La mort de George Floyd aux USA, et les mobilisations qui s’en sont suivies, ont évidemment joué un rôle de déclencheur dans la séquence que nous connaissons actuellement. Il serait toutefois particulièrement erroné de considérer, comme le font certains éditorialistes et responsables politiques, que les importantes manifestations qui ont eu lieu en France ces dernières semaines ne seraient qu’une forme de mimétisme de ce qui se passe aux USA. Dans l’hexagone comme ailleurs, se combinent en effet des problématiques communes au niveau international et des problématiques spécifiques liées aux histoires nationales.
Racisme structurel
L’argument selon lequel « la France, ce n’est pas les États-Unis », visant à disqualifier la dénonciation du racisme structurel en France, a, à ce titre, autant de consistance que l’argument « Israël, ce n’est pas l’Afrique du sud », brandi contre celles et ceux qui qualifient Israël d’État d’apartheid. Il n’y a jamais de stricte équivalence entre deux situations historiques et/ou nationales, ce qui n’empêche pas d’identifier des processus similaires et de regrouper des situations sous un « label » commun. Viendrait-il à l’idée de qui que ce soit d’affirmer que l’on ne peut pas parler de démocratie représentative en France et aux USA au prétexte que « la France, ce n’est pas les États-Unis » ?
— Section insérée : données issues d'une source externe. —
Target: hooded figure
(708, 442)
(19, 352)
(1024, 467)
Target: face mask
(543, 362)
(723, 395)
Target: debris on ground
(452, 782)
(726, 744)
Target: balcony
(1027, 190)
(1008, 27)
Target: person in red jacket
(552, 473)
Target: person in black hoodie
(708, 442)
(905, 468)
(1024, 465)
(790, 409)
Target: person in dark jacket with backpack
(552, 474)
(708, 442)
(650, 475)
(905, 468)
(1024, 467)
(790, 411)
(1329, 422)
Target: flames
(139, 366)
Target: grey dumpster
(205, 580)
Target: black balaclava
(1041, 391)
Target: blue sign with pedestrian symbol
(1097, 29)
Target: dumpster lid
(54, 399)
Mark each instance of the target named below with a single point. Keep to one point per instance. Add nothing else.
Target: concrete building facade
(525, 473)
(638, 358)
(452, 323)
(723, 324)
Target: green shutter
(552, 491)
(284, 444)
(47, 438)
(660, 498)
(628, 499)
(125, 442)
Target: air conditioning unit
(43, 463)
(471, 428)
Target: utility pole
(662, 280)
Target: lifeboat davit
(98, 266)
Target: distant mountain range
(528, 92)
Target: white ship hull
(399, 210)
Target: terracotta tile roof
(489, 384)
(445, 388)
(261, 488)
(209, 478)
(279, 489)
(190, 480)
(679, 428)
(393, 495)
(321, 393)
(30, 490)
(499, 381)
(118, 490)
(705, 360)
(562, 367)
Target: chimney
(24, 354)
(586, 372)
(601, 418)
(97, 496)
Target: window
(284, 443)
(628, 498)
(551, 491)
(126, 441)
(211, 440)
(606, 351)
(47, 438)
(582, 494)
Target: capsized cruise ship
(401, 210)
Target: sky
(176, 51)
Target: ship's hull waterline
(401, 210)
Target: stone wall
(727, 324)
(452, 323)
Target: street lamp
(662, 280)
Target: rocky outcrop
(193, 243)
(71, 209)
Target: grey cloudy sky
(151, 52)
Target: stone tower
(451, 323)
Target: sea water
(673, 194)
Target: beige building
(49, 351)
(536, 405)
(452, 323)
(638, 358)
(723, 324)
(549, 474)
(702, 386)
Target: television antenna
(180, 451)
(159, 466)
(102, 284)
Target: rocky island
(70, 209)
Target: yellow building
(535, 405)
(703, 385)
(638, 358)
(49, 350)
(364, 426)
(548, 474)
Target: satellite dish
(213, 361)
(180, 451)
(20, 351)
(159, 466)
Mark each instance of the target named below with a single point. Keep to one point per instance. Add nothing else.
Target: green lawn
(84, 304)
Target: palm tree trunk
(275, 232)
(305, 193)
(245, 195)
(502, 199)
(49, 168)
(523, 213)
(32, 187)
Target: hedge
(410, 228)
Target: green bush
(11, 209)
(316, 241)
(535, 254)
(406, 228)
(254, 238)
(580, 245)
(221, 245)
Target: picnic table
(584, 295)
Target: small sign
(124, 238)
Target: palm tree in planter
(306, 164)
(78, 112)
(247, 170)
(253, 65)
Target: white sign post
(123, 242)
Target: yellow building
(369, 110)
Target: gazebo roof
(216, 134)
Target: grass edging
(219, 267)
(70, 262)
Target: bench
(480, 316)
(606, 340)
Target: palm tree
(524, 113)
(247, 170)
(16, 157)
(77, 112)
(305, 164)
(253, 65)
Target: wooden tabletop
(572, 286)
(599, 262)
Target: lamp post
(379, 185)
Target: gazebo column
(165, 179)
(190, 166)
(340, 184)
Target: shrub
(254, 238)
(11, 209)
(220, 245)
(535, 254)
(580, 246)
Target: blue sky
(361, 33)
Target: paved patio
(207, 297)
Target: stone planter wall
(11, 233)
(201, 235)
Le déni collectif qui a pu s’afficher dans les médias dominants face au caractère systémique du racisme fait d’ailleurs précisément partie de la mécanique du… racisme systémique, dont l’une des conditions de reproduction est son « auto-négation » par sa dilution dans une dénonciation de « mauvais comportements » individuels. Notons que ce phénomène fait écho aux discours affirmant qu’il existerait des « hommes sexistes » et des « comportements sexistes » mais niant le caractère structurel de l’oppression des femmes… Ces derniers jours, cette attitude vis-à-vis du racisme a été poussée jusqu’à la caricature, avec la répétition ad nauseam de la formule « Il y a des policiers racistes mais il n’y a pas de racisme dans la police ».
Il se passe « quelque chose »
Les mobilisations antiracistes de ces dernières semaines, quand bien même elles ne se poursuivraient pas au même rythme, ne sont pas un feu de paille, et traduisent des dynamiques profondément ancrées dans la société. Lorsque, le 30 mai, des milliers de sans-papierEs et leurs soutiens défilent dans les rues de Paris malgré une interdiction préfectorale, c’est qu’il se passe « quelque chose ». Lorsque, le 2 juin, des dizaines de milliers de personnes, très majoritairement des jeunes, voire des très jeunes, raciséEs, issus des quartiers populaires, se retrouvent devant le TGI de Paris autour de mots d’ordre particulièrement radicaux, là encore malgré une interdiction préfectorale, c’est qu’il se passe « quelque chose ». Idem avec le succès de la journée du 13 juin et les dizaines de milliers de personnes sur une place de la République que l’on n’avait pas vue depuis des années aussi remplie… Entre ces deux dates, de nombreux rassemblements et manifestations ont eu lieu aux quatre coins du pays (Toulouse, Lyon, Bordeaux, Rouen, Rennes, Marseille, Lille, etc.), qui témoignent là encore de la profondeur de la mobilisation.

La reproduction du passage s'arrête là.